20.9 million shares at US$17.25 per share
Gross proceeds approximately US$360.5 million
Toronto, January 21, 2009 - Kinross Gold
Corporation (TSX: K; NYSE: KGC) ("Kinross" or the "Company")
announced today that it has entered into an agreement with a
syndicate of underwriters led by UBS Securities Canada Inc. for a
bought deal public offering of 20.9 million common shares of
Kinross at a price of US$17.25 per common share. The Company has
also granted to the underwriters an over-allotment option,
exercisable for a period of 30 days from the date of closing of the
offering, to purchase up to an additional 3,135,000 common shares
at the offering price.
The gross proceeds of the offering will be approximately
US$360.5 million (US$414.6 million if the over-allotment option is
exercised in full). The Company intends to use the net proceeds of
the offering to enhance its capital position following the funding
of recent acquisitions and for general corporate purposes.

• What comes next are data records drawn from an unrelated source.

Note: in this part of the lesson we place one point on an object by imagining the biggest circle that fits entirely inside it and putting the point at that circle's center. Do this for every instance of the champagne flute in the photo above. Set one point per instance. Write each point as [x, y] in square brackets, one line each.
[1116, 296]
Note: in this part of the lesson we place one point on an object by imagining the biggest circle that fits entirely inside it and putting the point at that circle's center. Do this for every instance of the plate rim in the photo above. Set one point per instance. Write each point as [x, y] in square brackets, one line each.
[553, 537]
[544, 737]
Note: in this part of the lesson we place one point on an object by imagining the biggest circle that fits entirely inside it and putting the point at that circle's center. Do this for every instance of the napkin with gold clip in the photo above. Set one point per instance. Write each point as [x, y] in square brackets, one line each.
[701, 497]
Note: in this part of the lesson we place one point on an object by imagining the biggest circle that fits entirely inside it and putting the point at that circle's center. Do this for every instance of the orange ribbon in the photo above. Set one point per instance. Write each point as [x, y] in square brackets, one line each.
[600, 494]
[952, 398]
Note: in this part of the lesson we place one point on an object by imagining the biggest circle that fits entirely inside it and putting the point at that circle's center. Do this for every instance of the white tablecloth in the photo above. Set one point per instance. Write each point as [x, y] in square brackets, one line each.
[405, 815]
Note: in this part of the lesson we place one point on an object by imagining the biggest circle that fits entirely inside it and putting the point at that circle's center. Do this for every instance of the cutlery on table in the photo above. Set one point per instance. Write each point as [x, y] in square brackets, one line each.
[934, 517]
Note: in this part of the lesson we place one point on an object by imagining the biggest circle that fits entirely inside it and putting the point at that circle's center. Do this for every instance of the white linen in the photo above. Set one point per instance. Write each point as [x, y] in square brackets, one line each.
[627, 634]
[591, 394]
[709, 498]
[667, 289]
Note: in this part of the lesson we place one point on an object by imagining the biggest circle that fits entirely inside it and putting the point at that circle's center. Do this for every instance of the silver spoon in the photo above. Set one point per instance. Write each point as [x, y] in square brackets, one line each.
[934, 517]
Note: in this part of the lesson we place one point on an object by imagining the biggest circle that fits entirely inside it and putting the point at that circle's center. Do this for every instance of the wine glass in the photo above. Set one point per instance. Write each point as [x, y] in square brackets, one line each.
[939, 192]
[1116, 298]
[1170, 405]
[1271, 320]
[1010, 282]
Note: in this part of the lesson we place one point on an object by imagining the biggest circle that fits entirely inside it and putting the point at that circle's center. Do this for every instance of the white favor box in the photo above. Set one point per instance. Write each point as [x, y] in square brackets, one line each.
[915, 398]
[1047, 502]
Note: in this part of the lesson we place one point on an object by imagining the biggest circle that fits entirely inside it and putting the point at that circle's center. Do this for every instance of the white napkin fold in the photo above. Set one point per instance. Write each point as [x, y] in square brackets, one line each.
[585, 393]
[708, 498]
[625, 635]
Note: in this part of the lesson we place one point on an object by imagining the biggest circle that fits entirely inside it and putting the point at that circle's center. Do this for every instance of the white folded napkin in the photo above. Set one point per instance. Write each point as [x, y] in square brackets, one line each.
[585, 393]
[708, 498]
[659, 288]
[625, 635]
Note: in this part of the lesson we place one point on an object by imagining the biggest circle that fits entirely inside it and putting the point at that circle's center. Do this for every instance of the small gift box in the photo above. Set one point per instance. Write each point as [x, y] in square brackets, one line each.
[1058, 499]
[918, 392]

The common shares will be offered by way of a short form
prospectus in all of the provinces of Canada and will be registered
in the United States pursuant to a registration statement filed
under the multi-jurisdictional disclosure system, and may also be
offered on a private placement basis in certain jurisdictions
outside of Canada and the United States pursuant to applicable
prospectus exemptions. A registration statement relating to these
securities has been filed with the United States Securities and
Exchange Commission but has not yet become effective. The
securities may not be sold nor may offers to buy be accepted prior
to the time the registration statement becomes effective.

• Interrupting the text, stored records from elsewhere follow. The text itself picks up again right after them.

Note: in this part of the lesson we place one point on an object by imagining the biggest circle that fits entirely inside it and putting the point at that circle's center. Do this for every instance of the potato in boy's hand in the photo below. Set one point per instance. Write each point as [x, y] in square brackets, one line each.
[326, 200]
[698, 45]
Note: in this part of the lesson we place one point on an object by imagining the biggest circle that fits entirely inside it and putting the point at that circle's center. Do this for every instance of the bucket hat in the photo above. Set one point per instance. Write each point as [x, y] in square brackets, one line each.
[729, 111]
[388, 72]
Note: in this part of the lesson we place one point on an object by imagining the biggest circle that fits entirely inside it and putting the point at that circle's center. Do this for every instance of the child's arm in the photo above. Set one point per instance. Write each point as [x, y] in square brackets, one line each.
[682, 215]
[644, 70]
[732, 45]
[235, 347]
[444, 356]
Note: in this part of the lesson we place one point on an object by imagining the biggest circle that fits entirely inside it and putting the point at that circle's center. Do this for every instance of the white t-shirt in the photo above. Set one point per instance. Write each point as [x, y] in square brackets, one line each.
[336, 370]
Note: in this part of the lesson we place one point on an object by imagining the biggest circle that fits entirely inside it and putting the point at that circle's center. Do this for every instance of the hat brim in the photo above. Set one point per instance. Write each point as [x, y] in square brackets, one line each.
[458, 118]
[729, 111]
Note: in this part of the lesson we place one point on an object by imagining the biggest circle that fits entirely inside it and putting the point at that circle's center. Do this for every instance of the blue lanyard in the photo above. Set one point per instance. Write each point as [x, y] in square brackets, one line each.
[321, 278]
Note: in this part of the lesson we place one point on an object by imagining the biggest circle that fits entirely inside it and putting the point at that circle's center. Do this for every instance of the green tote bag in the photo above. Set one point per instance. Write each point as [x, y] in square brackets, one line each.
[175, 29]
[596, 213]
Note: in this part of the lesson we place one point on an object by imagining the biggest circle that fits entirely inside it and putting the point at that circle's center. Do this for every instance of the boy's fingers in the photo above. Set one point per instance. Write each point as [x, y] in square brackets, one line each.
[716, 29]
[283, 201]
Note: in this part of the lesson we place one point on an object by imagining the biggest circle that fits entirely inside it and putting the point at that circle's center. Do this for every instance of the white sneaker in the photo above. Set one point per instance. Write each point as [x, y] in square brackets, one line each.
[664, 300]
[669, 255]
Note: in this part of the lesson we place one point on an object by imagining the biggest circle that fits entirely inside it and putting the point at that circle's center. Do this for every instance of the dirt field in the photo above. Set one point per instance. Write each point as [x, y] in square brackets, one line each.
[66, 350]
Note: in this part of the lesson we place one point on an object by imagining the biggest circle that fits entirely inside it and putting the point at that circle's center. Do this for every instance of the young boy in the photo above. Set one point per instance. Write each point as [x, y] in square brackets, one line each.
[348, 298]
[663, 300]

This press release shall not constitute an offer to sell or the
solicitation of an offer to buy nor shall there be any sale of
these common shares in any jurisdiction in which such offer,
solicitation or sale would be unlawful prior to registration or
qualification under the securities laws of any such
jurisdiction.
The offering is scheduled to close on or about February 5, 2009
and is subject to certain customary terms and conditions, including
normal regulatory approvals, including the approval of the Toronto
Stock Exchange. A copy of the prospectus relating to the securities
may be obtained in Canada from UBS Securities Canada Inc. at 161
Bay Street, Suite 4100, Toronto, Ontario M5J 2S1, or in the United
States from UBS Securities LLC at 299 Park Avenue, New York, NY
10171.
Cautionary Statement on Forward-Looking Information
This press release shall not constitute an offer to sell or the solicitation of an offer to buy nor shall there be any sale of these common shares in any jurisdiction in which such offer, solicitation or sale would be unlawful prior to registration or qualification under the securities laws of any such jurisdiction.